Jair Bolsonaro não vai aos Estados Unidos. Chegamos ao século 21 para ver um assunto desses no centro do debate político no Brasil. O ex-presidente queria ir à posse de Donald Trump, marcada para o próximo dia 20. A viagem foi negada pelo ministro Alexandre de Moraes, do STF, alegando risco de fuga e outros motivos. Era a decisão esperada. O passaporte do golpista está apreendido desde o ano passado.

A direita foi às redes denunciar mais um ato de violência perpetrado pela “ditadura do Judiciário”. O tom de comentaristas na Jovem Pan e na revista Oeste é de escândalo. Vale o mesmo para O Antagonista. Na CNN e na Band, a pegada é mais leve, mas tem sempre uma voz e outra mais alarmistas. “Preocupados” com avanços do STF sobre pautas do Legislativo, esses analistas reforçam a narrativa particular de Bolsonaro.

Até ontem ninguém aqui estava preocupado com o destino de Nixon, Carter ou Reagan. Hoje não. Investimos energia para explicar tudo sobe os bastidores não apenas da política americana, mas do resto do mundo. Uma opinião sobre Kamala Harris e uma crítica aos líderes do Hezbollah surgem com a mesma naturalidade. Mundo pequeno.

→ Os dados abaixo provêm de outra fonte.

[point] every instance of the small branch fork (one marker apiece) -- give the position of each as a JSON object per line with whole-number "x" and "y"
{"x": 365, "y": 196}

A defesa da democracia norteia os que defendem Bolsonaro, aqui e lá fora. É o que eles dizem. O argentino Javier Milei é um dos mais fortes parceiros, e dos mais barulhentos. Em seu país, o sujeito toca uma série de investidas para apagar a história sangrenta da ditadura militar. Se era para incendiar, mais ainda, a guerra cultural, é isso aí.

Ao contrário do Brasil, as questões internacionais sempre foram prioridade para o eleitorado americano. E o interesse, claro, sempre foi a expansão do império. Daí que Trump promete, de novo, a América gigante como num passado perfeito que nunca existiu. Novas e antigas demandas se misturam e se atualizam no pandemônio da vez.

Democracia globalizada, conflitos regionais e ameaças à soberania dos países. Do nada, o brasileiro é capaz de trocar pontapés para defender (ou condenar) um projeto de lei que tramita no parlamento da Alemanha. Ou da Índia. Nunca fomos tão cosmopolitas.